I understand your anger, but you are using a weapon that I have no ability
to contend with.

“I hope you never have such weapons.”

To them it is permitted

Last Yom Kippur youths from Beit Safafa or Shu’fat set out to a square
on the road that leads to Gilo, where they had a barbeque and yelled
slogans with a megaphone. Jews who were returning from the synagogue and
passed the junction were attacked by the youths with sticks. The incident
has not been reported to this day.

Nurit: “I don’t believe it”.

Rami: “What, deliberately like that on the square or on the grounds of
the grocery store?”

On the square.

“What, in order to provoke?”

They were demonstrating. They beat people with sticks.

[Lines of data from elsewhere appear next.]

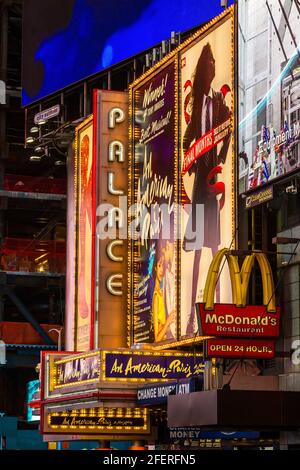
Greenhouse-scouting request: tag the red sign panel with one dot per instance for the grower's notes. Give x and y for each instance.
(229, 320)
(245, 348)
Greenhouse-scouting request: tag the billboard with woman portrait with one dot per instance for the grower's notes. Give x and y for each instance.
(153, 190)
(207, 164)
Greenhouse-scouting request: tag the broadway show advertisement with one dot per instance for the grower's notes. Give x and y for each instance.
(269, 105)
(85, 211)
(151, 366)
(153, 191)
(207, 165)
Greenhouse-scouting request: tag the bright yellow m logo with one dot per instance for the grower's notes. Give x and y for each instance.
(240, 279)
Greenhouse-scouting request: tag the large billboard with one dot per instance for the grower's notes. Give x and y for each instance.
(181, 188)
(154, 171)
(207, 163)
(64, 44)
(269, 93)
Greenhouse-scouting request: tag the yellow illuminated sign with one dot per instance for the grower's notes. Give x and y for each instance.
(240, 279)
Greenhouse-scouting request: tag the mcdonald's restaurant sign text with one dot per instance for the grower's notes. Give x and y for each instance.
(239, 319)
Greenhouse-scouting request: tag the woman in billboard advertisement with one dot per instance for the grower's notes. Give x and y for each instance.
(163, 320)
(206, 164)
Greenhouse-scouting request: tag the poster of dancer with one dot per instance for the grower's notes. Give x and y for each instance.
(207, 165)
(154, 173)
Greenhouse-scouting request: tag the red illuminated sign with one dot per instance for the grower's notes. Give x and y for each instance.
(242, 348)
(229, 320)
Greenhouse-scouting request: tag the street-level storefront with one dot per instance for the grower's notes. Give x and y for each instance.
(93, 396)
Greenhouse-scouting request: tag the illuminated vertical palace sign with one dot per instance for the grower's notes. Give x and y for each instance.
(111, 150)
(181, 182)
(101, 207)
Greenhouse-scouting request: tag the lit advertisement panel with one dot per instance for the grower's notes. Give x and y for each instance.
(85, 216)
(154, 186)
(62, 45)
(269, 93)
(206, 81)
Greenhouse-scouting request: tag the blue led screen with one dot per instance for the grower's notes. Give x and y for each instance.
(67, 40)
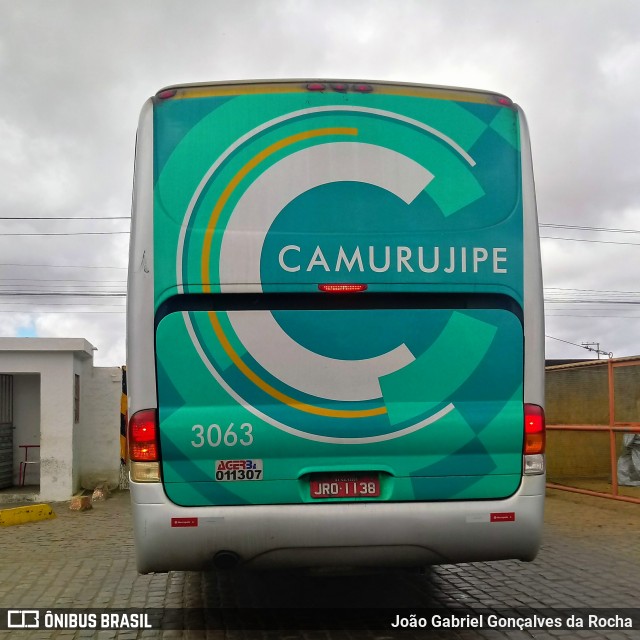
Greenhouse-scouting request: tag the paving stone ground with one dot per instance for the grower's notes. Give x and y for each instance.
(590, 559)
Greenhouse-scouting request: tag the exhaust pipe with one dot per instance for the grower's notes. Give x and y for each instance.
(226, 560)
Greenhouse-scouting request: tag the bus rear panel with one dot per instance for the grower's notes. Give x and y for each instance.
(334, 328)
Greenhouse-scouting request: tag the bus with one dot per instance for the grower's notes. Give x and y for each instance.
(335, 328)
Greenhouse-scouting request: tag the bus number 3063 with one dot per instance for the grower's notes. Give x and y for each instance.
(215, 436)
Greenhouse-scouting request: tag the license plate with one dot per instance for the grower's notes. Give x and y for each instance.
(344, 486)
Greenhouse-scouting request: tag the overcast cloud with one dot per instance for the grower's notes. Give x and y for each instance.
(75, 74)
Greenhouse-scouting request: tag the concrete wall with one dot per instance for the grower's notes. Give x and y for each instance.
(579, 395)
(71, 454)
(99, 429)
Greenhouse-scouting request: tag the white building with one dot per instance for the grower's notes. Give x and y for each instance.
(53, 400)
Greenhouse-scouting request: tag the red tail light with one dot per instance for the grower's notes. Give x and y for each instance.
(534, 429)
(166, 94)
(143, 436)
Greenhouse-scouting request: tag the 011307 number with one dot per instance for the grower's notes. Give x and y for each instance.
(215, 436)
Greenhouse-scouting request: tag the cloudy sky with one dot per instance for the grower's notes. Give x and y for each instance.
(75, 74)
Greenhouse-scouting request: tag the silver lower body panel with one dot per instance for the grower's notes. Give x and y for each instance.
(401, 534)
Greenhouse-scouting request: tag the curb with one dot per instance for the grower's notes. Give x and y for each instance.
(22, 515)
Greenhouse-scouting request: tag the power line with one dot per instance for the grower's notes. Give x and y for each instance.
(65, 217)
(635, 244)
(74, 233)
(58, 266)
(584, 228)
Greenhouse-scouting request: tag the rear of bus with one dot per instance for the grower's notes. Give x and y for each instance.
(335, 328)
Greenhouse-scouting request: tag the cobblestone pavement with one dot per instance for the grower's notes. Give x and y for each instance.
(590, 559)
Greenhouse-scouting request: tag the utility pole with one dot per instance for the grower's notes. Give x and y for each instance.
(589, 346)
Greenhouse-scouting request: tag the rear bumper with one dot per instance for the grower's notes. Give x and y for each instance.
(170, 537)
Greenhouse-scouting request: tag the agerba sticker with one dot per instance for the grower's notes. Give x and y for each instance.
(230, 470)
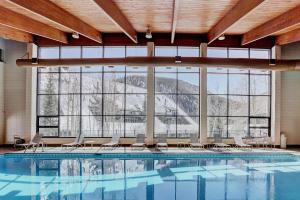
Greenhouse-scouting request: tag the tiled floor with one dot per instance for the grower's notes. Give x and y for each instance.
(148, 150)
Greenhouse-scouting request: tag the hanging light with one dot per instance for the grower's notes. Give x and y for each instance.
(222, 37)
(75, 35)
(148, 33)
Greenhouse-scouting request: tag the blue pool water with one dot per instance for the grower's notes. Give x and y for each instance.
(149, 176)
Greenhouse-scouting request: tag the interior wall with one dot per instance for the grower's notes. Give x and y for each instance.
(14, 91)
(290, 97)
(2, 46)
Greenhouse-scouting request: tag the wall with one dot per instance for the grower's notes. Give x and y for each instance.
(14, 91)
(290, 97)
(2, 46)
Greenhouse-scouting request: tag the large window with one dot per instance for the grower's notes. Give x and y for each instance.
(99, 101)
(96, 101)
(239, 101)
(176, 97)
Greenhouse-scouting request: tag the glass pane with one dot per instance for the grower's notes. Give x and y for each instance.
(165, 82)
(48, 83)
(217, 105)
(259, 122)
(113, 125)
(136, 51)
(48, 132)
(216, 84)
(166, 69)
(165, 51)
(259, 132)
(92, 69)
(136, 83)
(69, 126)
(188, 83)
(70, 52)
(91, 126)
(188, 51)
(238, 53)
(135, 125)
(114, 82)
(136, 104)
(259, 85)
(217, 52)
(114, 52)
(260, 53)
(238, 84)
(187, 125)
(92, 83)
(238, 105)
(48, 52)
(217, 125)
(165, 105)
(69, 105)
(92, 52)
(165, 125)
(188, 105)
(237, 126)
(70, 83)
(92, 104)
(48, 121)
(114, 104)
(48, 105)
(260, 106)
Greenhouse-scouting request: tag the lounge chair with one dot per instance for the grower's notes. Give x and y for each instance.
(35, 142)
(194, 141)
(140, 141)
(79, 140)
(239, 142)
(162, 141)
(218, 142)
(115, 141)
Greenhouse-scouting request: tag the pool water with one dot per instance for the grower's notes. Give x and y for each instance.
(149, 177)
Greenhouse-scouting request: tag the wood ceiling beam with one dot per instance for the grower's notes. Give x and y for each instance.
(54, 13)
(240, 10)
(174, 19)
(26, 24)
(117, 17)
(238, 63)
(289, 37)
(286, 20)
(14, 34)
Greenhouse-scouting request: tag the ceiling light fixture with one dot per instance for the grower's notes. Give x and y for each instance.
(222, 37)
(148, 33)
(75, 35)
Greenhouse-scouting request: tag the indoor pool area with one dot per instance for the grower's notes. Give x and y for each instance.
(149, 100)
(150, 176)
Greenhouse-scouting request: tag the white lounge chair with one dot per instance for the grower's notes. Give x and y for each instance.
(115, 141)
(194, 141)
(140, 141)
(35, 142)
(240, 143)
(218, 142)
(162, 141)
(79, 140)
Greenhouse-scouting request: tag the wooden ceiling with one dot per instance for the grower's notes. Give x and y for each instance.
(250, 21)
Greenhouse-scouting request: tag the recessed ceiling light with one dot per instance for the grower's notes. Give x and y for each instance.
(222, 37)
(75, 35)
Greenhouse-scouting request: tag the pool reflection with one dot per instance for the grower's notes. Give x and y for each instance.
(116, 179)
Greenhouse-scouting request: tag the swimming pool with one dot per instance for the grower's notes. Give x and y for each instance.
(150, 176)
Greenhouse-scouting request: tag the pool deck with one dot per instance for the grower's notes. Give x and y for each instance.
(98, 150)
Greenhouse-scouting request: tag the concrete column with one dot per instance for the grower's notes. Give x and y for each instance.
(276, 98)
(203, 96)
(150, 97)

“What do you want to say by that?”

I hope to understand what is your view?

Nurit: “In view of the cruel Occupation, in view of the crushing
underfoot, in view of the fact that there are no public services at all in
Beit Safafa, it creates hatred, and hatred creates things like that. It is
bad, but it did not come from nowhere”.

Rami: “Do you really not understand how problematic that is?”

No. Just as I will not throw a pig at my neighbour’s house during
Ramadan or on any other day, I expect that he will not hit me on Yom
Kippur.

Nurit: “Those who are hurt are never the ones who deserve it. Was George
Bush killed on 9/11? No. He should have been killed. You understand, that
is precisely the point: those who suffer are surely not the ones who
deserve to suffer”.

I was expecting to hear you say that that is deviant behaviour.

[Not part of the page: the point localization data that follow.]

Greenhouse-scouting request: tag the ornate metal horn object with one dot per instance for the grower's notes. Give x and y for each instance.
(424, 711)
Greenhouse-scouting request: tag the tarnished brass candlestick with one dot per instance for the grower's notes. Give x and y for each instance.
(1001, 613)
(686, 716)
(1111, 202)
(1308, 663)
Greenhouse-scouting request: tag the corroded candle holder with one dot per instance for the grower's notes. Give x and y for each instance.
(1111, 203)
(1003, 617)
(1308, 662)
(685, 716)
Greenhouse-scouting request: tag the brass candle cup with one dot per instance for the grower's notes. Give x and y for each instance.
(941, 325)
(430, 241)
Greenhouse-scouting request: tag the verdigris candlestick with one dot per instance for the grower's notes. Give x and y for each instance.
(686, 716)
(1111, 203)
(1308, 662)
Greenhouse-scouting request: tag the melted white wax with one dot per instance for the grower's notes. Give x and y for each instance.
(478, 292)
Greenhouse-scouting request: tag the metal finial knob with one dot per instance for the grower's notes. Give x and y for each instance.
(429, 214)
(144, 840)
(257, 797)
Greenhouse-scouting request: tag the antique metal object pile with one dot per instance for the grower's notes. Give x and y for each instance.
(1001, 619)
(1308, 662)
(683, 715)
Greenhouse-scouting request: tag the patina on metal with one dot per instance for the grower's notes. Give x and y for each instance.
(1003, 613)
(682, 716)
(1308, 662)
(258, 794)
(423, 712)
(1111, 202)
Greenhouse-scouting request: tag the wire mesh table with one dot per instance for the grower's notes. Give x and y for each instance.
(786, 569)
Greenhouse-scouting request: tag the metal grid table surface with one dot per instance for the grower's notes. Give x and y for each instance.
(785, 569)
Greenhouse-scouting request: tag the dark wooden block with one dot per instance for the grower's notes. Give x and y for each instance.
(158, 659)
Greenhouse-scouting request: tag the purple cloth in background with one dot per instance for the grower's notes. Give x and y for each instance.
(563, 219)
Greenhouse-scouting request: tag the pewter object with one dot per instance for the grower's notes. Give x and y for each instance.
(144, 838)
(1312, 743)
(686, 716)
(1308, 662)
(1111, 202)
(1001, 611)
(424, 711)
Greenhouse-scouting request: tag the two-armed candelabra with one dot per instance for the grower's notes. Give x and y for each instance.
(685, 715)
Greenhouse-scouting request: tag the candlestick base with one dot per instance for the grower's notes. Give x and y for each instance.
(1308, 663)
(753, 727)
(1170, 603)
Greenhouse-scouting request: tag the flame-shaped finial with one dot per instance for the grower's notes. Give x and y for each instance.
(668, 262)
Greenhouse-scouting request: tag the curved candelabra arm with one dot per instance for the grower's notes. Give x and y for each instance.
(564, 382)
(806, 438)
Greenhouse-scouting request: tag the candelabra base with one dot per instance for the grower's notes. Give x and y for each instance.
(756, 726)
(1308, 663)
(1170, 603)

“Of course it’s deviant behaviour.”

But I don’t hear it from you.

Rami: “Because you don’t want to hear.”

I want to, but all that I hear is Occupation and so on and so forth.

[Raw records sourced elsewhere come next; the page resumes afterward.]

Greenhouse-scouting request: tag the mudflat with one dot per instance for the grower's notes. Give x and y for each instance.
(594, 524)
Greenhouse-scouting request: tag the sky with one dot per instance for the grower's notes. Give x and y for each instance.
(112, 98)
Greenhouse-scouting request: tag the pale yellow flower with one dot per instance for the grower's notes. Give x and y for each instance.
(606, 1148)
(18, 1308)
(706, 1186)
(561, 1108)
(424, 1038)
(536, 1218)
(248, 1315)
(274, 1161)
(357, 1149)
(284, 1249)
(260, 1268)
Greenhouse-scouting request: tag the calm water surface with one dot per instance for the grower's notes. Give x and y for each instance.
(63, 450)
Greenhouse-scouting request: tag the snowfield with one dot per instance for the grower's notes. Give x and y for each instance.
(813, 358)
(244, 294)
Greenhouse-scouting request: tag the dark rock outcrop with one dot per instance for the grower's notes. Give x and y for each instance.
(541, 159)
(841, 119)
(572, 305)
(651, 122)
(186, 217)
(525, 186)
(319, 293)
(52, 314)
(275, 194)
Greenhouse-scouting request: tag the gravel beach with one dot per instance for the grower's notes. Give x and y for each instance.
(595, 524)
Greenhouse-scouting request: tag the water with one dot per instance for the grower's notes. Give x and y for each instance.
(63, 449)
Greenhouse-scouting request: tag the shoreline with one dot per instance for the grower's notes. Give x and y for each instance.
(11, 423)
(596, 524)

Nurit: “But that is correct. We have to understand how we have caused
the deprived to behave in such a way. It is our responsibility as the
strong and the rulers. I think that violence, any violence whatsoever, is a
terrible thing. But when the deprived begin to behave violently, I must I
have to think how I drove them to it.”
At the end of the discussion they asked me if I was convinced. I told them
no, but I had no problem with the fact that they hold their views. Nurit
asked if she could see the piece before it was published and I refused.
After that she asked me if I would distort her words. I told her that I had
no intention of doing that. On my way back home I thought about her
question and I wondered to myself how is it that she has so much faith in
the ability to live with the Palestinians in coexistence and without
borders, when she does not have a drop of faith in me, a journalist who is
one of her people, and especially, a neighbour.